The pattern of growth when plotted against the time results in a sigmoid curve and this is known as the growth curve.

90. Name the external factors which influence growth? These are light, temperature, water supply and oxygen.

91. Name any four phytohormones?

Auxins, Gibberellins, Cytokinins and Ethylene.

92. Define apical dominance?

The ability of the apical bud to suppress the lateral buds is known as apical dominance.

93. Give the chemical names of any two auxins? Auxentriolic acid and Auxeniolonic acid.

94. Name the fungus which yields Gibberellins? Gibbrella fujikorii (= Fusarium moniliforme)

95. What is Parthenocarpy?

The phenomenon of development of fruit without fertilization is known as parthenocarpy.

96. What is an abscission layer?

The development of a layer of cells to separate the old portions from the young portions in a plant body is called the abscission layer.

97. Define a species?

A species is the lowest stable unit in a taxonomic heirarchy.

98. What is an ecosystem?

The ecosystem is a basic functional unit of organisms and there environment interacting with each other.

99. What is the difference between Autecology and Synecology?

In autecology individuals are the units of study whereas in synecology groups of organisms constitute the units of study.

100. Define a population?

A population is a group of individuals belonging to a single species

101. What are the major divisions of biosphere?

Lithosphere, Hydrosphere and Atmosphere

102. Name any three components of pond ecosystem?

Producers, consumers and decomposers

103. Why there is leaf fall in deciduous trees during summer?

To prevent excessive rate of transpiration during summer

104. What is the difference between a food chain and food web?

In a food chain there is only a single link between one trophic level and other whereas in a food web at each level there are several links constituting a network.

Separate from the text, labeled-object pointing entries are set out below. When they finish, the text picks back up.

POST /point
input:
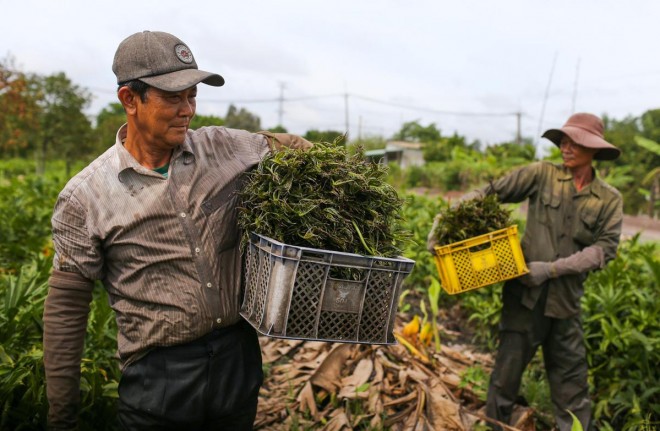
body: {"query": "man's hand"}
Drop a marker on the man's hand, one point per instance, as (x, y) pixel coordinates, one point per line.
(279, 140)
(432, 240)
(539, 273)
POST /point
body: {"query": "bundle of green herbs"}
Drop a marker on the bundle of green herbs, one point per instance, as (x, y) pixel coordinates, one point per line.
(323, 198)
(471, 218)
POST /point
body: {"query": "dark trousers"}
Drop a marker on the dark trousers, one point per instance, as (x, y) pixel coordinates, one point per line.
(522, 331)
(209, 384)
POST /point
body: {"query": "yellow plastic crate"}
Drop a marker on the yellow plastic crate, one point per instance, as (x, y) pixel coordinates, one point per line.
(480, 261)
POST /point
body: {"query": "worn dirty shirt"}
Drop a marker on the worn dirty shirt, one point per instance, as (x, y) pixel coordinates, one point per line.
(166, 249)
(561, 221)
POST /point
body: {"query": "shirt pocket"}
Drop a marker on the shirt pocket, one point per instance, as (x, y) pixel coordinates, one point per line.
(221, 214)
(548, 209)
(586, 229)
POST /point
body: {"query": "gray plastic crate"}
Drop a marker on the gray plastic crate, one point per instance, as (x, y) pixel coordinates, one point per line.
(295, 292)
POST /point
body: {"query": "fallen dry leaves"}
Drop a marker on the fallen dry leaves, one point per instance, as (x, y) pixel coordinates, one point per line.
(338, 387)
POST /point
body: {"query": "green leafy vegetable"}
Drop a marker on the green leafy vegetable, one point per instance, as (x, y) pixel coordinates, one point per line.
(323, 198)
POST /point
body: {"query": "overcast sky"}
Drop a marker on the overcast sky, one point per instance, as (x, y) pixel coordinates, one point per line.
(371, 65)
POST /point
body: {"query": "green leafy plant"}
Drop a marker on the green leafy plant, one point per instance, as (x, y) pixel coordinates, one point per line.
(323, 198)
(471, 218)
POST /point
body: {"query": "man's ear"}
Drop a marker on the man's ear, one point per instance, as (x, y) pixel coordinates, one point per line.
(128, 99)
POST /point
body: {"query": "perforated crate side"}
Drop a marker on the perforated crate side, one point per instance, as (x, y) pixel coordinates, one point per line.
(305, 302)
(480, 261)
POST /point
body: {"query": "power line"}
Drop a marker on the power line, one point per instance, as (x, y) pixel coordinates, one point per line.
(436, 111)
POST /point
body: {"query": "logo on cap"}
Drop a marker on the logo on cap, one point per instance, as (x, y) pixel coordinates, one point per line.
(183, 53)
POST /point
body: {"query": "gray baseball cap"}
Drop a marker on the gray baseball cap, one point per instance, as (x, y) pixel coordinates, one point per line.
(160, 60)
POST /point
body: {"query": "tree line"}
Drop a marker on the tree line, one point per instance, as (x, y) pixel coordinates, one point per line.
(42, 117)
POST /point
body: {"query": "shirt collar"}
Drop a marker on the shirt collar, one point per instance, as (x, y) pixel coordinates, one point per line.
(127, 161)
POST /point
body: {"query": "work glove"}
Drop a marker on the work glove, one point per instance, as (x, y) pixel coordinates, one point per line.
(279, 140)
(586, 260)
(431, 239)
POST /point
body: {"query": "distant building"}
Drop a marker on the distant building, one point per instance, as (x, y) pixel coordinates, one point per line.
(409, 153)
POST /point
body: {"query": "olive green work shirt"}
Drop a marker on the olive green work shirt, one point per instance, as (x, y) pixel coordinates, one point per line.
(560, 222)
(166, 249)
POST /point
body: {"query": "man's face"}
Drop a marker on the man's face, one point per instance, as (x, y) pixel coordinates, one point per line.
(163, 118)
(575, 155)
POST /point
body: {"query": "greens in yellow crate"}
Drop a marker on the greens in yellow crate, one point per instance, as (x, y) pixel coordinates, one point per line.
(324, 198)
(471, 218)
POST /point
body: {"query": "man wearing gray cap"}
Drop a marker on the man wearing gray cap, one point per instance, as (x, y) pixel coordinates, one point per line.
(573, 227)
(154, 219)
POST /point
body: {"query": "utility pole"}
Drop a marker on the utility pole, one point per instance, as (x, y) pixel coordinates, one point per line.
(545, 98)
(280, 111)
(360, 128)
(346, 114)
(577, 73)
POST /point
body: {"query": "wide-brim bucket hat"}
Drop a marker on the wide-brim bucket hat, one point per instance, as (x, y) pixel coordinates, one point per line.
(161, 60)
(585, 130)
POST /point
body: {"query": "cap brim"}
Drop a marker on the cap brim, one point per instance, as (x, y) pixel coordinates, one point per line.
(183, 79)
(606, 151)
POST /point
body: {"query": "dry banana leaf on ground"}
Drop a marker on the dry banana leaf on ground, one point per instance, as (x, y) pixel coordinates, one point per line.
(340, 387)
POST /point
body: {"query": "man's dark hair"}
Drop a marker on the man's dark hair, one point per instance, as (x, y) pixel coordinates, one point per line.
(137, 86)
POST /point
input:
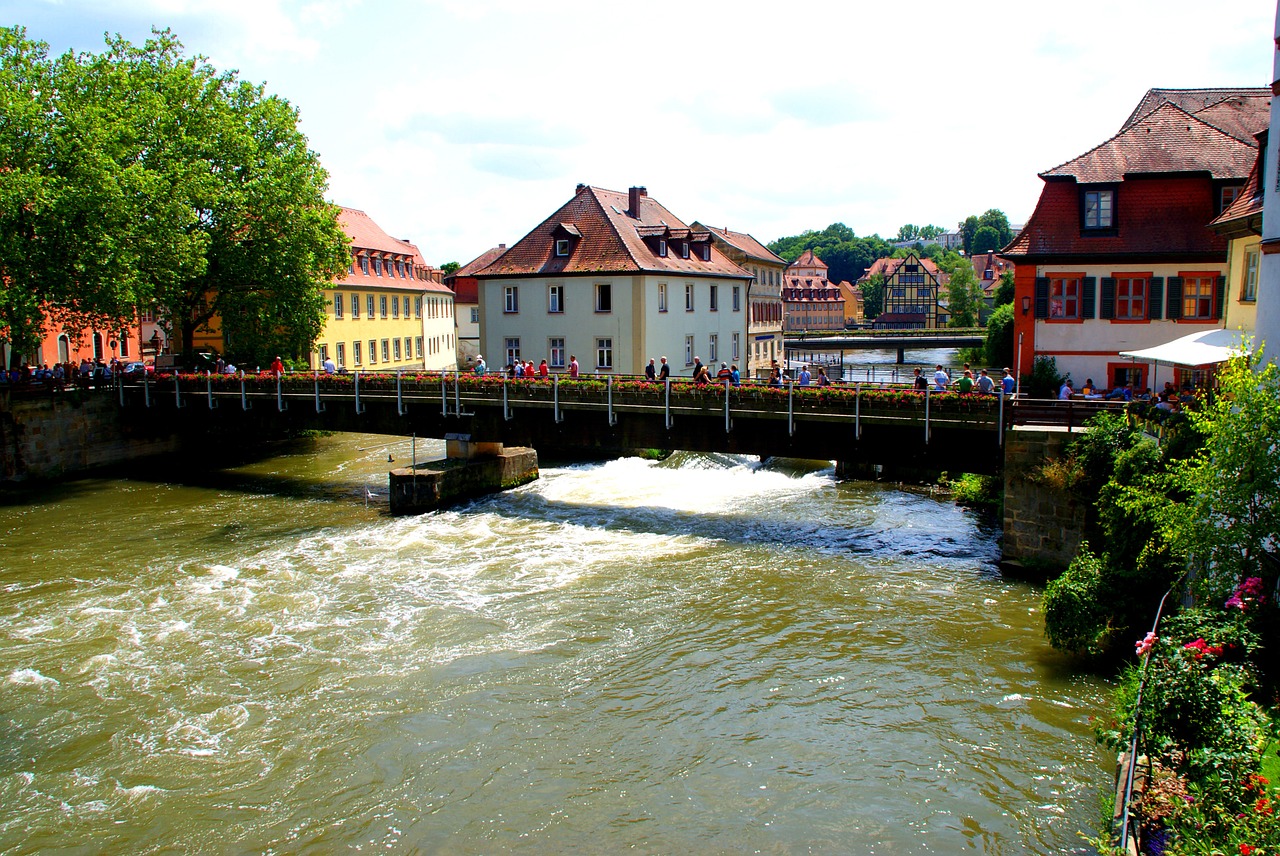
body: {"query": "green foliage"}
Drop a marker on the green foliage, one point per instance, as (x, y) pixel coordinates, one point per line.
(845, 255)
(1043, 380)
(1075, 617)
(997, 349)
(146, 178)
(1234, 479)
(964, 297)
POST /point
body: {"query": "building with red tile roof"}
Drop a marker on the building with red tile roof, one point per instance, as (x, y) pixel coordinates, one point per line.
(389, 311)
(616, 279)
(913, 292)
(809, 300)
(1119, 253)
(764, 342)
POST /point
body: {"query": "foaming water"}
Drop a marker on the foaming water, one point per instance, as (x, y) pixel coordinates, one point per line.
(698, 655)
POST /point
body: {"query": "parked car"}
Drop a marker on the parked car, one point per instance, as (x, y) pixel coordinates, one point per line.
(133, 371)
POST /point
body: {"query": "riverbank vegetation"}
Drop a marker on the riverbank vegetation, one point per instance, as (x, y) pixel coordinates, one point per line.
(1198, 517)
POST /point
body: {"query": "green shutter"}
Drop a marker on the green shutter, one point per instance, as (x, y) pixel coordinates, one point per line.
(1174, 298)
(1107, 309)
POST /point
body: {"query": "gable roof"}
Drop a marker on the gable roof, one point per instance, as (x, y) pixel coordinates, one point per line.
(1168, 140)
(748, 245)
(611, 239)
(1240, 111)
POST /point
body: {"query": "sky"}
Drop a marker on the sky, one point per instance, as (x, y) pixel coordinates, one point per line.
(461, 124)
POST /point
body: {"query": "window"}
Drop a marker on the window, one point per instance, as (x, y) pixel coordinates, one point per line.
(1097, 209)
(1132, 297)
(1249, 293)
(1197, 297)
(1064, 298)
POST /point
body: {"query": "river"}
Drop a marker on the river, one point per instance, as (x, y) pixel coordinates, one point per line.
(703, 655)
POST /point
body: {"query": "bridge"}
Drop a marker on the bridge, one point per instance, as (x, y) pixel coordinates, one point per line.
(895, 433)
(886, 339)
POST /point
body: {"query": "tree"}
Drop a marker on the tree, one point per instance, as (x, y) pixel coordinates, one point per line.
(163, 183)
(873, 296)
(964, 296)
(986, 239)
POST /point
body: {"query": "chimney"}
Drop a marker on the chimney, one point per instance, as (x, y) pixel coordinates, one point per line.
(634, 196)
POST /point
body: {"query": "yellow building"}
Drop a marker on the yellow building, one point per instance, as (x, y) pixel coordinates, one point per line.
(389, 311)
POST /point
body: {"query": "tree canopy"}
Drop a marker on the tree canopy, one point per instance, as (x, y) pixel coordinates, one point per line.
(144, 179)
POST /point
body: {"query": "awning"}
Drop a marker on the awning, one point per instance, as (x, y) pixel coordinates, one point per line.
(1202, 348)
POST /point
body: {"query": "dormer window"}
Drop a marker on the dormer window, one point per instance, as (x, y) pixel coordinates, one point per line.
(1098, 209)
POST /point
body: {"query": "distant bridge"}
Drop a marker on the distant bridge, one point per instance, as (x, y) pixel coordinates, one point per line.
(886, 339)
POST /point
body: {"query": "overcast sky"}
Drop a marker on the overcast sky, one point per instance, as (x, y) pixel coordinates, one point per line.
(461, 124)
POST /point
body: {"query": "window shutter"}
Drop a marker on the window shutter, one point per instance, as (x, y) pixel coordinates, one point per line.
(1107, 310)
(1042, 297)
(1174, 298)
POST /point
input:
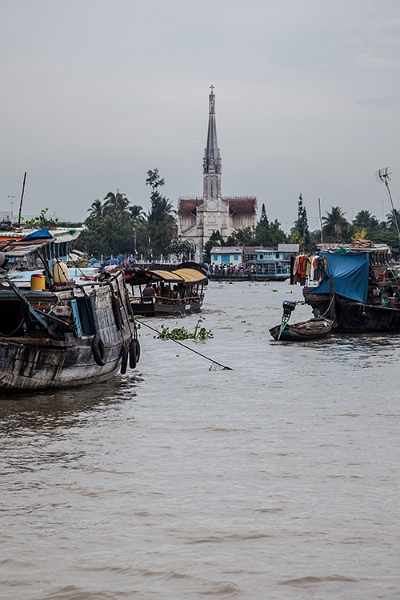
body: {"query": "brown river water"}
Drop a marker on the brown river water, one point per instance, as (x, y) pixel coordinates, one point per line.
(279, 479)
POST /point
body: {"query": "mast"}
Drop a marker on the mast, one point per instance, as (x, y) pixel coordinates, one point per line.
(22, 197)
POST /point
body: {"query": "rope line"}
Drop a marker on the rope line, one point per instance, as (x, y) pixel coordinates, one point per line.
(224, 367)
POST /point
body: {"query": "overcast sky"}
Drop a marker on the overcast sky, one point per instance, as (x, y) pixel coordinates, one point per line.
(94, 93)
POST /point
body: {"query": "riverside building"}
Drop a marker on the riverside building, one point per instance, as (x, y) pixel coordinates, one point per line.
(199, 216)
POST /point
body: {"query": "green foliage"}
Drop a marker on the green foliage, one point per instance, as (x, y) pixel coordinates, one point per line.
(42, 220)
(181, 248)
(215, 240)
(336, 228)
(301, 226)
(161, 218)
(110, 227)
(180, 333)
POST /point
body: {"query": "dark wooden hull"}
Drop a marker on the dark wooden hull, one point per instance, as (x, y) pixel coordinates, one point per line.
(161, 310)
(29, 363)
(36, 367)
(314, 329)
(355, 317)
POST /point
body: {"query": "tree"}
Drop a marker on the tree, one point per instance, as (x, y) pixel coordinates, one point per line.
(181, 248)
(244, 237)
(214, 240)
(301, 225)
(110, 227)
(262, 228)
(335, 225)
(263, 218)
(137, 214)
(276, 234)
(365, 220)
(161, 218)
(96, 209)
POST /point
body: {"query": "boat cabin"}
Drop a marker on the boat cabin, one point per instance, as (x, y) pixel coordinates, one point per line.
(174, 292)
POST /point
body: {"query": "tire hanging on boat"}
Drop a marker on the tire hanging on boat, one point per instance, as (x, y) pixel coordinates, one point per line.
(98, 350)
(124, 360)
(132, 354)
(137, 349)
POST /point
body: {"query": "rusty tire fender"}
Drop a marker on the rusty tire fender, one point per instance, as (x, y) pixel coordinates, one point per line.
(132, 354)
(98, 350)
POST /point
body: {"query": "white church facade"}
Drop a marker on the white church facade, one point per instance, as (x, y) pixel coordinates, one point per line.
(199, 216)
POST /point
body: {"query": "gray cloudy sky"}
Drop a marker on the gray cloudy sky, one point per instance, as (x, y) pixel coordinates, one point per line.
(94, 93)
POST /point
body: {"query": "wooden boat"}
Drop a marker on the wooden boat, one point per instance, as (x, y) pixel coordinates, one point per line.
(361, 290)
(178, 292)
(313, 329)
(58, 333)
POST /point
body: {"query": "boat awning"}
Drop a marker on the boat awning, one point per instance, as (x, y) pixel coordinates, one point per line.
(168, 276)
(190, 275)
(350, 275)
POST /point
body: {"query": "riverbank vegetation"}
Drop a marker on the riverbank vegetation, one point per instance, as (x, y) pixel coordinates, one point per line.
(115, 226)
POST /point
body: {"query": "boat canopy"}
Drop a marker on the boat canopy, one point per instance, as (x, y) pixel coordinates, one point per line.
(141, 276)
(190, 275)
(168, 276)
(350, 275)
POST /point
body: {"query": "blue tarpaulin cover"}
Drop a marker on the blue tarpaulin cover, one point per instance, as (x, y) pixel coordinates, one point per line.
(350, 275)
(40, 234)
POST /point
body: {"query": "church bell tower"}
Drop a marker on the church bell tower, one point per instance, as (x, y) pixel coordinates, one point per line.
(212, 159)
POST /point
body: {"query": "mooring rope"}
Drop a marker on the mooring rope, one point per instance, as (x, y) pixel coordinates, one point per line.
(214, 362)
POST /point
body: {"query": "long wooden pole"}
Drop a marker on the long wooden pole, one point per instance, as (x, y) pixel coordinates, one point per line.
(320, 218)
(22, 197)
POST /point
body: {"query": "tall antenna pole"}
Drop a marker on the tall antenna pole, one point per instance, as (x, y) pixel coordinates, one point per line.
(22, 197)
(320, 219)
(384, 176)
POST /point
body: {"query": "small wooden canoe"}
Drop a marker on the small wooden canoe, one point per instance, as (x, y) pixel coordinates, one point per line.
(314, 329)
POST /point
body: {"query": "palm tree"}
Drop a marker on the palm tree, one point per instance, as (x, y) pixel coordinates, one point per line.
(365, 220)
(137, 214)
(392, 218)
(96, 209)
(335, 223)
(116, 202)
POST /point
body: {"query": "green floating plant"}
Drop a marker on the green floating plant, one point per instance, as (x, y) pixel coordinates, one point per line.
(181, 333)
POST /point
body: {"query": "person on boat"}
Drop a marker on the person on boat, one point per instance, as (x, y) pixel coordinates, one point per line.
(148, 294)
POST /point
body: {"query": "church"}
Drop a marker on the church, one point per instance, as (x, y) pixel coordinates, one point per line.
(199, 216)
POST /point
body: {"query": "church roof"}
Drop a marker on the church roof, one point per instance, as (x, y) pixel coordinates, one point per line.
(186, 206)
(242, 205)
(239, 205)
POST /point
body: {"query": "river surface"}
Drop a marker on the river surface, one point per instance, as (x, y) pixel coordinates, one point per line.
(279, 479)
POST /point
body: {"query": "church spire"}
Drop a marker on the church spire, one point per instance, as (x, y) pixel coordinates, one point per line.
(212, 156)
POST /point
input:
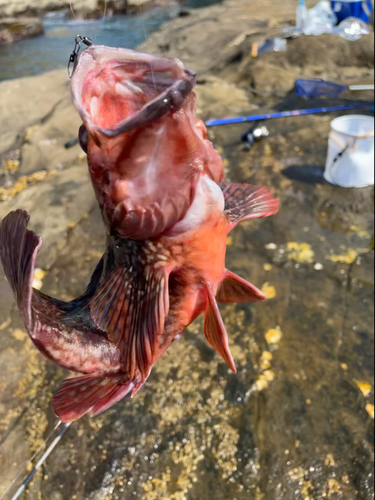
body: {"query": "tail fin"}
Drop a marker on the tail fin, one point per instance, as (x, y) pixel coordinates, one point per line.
(18, 251)
(235, 290)
(245, 202)
(90, 393)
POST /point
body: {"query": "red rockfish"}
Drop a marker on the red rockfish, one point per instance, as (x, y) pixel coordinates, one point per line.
(158, 276)
(146, 149)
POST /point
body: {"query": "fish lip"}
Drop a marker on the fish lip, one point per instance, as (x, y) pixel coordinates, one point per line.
(169, 101)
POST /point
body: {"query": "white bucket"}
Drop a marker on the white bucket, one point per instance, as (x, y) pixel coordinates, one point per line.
(350, 161)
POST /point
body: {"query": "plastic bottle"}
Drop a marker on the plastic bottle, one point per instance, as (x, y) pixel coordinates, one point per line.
(302, 14)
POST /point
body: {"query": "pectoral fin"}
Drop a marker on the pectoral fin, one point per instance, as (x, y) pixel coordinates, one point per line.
(19, 248)
(235, 290)
(245, 202)
(131, 307)
(215, 331)
(89, 393)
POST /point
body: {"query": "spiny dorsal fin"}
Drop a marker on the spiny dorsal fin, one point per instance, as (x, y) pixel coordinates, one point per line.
(19, 248)
(235, 290)
(215, 331)
(131, 307)
(245, 202)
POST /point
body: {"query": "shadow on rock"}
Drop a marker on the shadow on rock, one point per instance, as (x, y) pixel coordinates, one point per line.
(309, 174)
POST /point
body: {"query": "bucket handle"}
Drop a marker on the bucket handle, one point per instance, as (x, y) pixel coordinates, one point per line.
(352, 143)
(367, 10)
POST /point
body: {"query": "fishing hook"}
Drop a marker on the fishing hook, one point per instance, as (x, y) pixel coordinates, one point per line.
(79, 40)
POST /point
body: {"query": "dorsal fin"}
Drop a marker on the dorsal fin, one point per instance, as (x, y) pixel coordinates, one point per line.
(131, 306)
(245, 202)
(215, 331)
(235, 290)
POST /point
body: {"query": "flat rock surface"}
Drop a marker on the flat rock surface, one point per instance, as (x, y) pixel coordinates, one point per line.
(296, 423)
(14, 29)
(39, 7)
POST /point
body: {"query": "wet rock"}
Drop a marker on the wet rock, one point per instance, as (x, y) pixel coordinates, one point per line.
(295, 423)
(91, 8)
(12, 29)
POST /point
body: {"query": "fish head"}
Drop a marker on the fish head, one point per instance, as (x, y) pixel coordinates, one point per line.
(117, 91)
(146, 148)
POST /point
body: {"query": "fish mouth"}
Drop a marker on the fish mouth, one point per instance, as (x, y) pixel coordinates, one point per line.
(118, 90)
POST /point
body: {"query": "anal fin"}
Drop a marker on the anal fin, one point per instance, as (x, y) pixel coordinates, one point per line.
(235, 290)
(89, 393)
(215, 331)
(131, 307)
(245, 202)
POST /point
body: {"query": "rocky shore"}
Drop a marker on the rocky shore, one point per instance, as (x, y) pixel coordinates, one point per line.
(20, 19)
(296, 423)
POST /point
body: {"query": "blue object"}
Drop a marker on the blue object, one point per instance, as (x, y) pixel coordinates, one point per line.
(318, 88)
(352, 8)
(284, 114)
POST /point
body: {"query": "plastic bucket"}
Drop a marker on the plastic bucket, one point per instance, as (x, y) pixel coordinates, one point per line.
(350, 160)
(353, 8)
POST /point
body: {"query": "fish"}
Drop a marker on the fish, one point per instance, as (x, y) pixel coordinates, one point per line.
(159, 272)
(125, 321)
(139, 129)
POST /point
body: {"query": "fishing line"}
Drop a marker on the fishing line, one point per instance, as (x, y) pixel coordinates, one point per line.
(48, 452)
(152, 70)
(58, 424)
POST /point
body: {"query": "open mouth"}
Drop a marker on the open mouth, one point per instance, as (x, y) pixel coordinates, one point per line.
(119, 90)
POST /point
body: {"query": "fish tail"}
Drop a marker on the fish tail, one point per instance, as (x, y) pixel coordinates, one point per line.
(19, 248)
(91, 394)
(235, 290)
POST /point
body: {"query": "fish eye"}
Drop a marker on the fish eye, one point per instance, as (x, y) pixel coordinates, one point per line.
(83, 138)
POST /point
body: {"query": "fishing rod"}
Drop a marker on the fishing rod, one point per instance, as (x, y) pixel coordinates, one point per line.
(284, 114)
(42, 460)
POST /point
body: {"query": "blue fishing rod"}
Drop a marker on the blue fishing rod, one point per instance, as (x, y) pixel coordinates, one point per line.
(285, 114)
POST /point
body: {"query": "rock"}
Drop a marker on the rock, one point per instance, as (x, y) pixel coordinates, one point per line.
(75, 8)
(12, 29)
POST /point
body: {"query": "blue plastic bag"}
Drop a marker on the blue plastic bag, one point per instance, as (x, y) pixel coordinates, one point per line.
(352, 8)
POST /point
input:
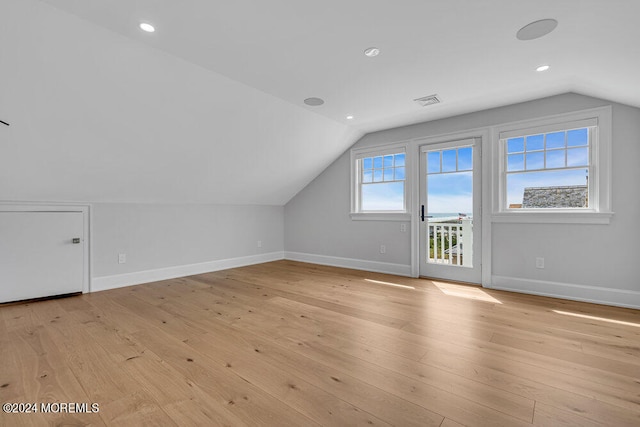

105. What is an ecological pyramid?

The relationship between the different levels of trophic organization is represented in the form of a pyramid (with a wide base and a narrow top) is known as ecological pyramid.

106. Define the term biogeochemical cycle?

The circulation of essential elements of life from the environment to the organisms and from the organisms back to the environment in a circular fashion is known as biogeochemical cycle.

107. Name two problems of population explosion?

Food problem and space problem.

108. Define pollution?

The presence of new extraneous liquid, solid or gas in a quantity more than the normal which affects life is known as Pollution.

109. Name the types of pollution?

Soil pollution, water pollution, air pollution, radioactive pollution and noise pollution

110. Which is the unit of measurement of sound?


111. What is soil conservation?

The conservation of the top layer of the soil (so that it is not eroded) to support the growth of vegetation is known as soil conservation.

112. What is strip cropping?

An agricultural practice of growing plants in suitable strips in the field

113. What is contour farming?

Cultivation of the crops along the contour of the lands is known as contour forming.

114. What is basin listing?

Formation of small basins along the contour of the land with the help of a basin lister is known as basin listing

115. What is sylviculture?

Planned development of forest growing required species is known as sylviculture.

116 List any two advantages of social forestry?

It reduces pressure on natural forest.

It provides the necessary fire wood and fodder by growing required types of plants.

117. What is in situ conservation?

The conservation of rare species in their original habitat is known as in situ conservation

118 What is the difference between a National park and a sanctuary?

In a sanctuary the aim is to conserve a single species whereas in a national park the aim is to conserve the entire habitat

119. What is ex situ conservation?

The conservation endangered species in green houses, glass houses (plants) and in zoos (animals) is known as ex situ conservation.

120. Name any three sanctuaries in Karnataka?

Bandipur, Nagarahole and Ranganathittu

121. Name any two tiger reserves in India?

Bandipur in karnataka and Corbett in Uttar Pradesh.

122. Name any two wild life protection acts?

Madras Wild Elephant preservation act (1873), The Wild birds and animals protection act (1912).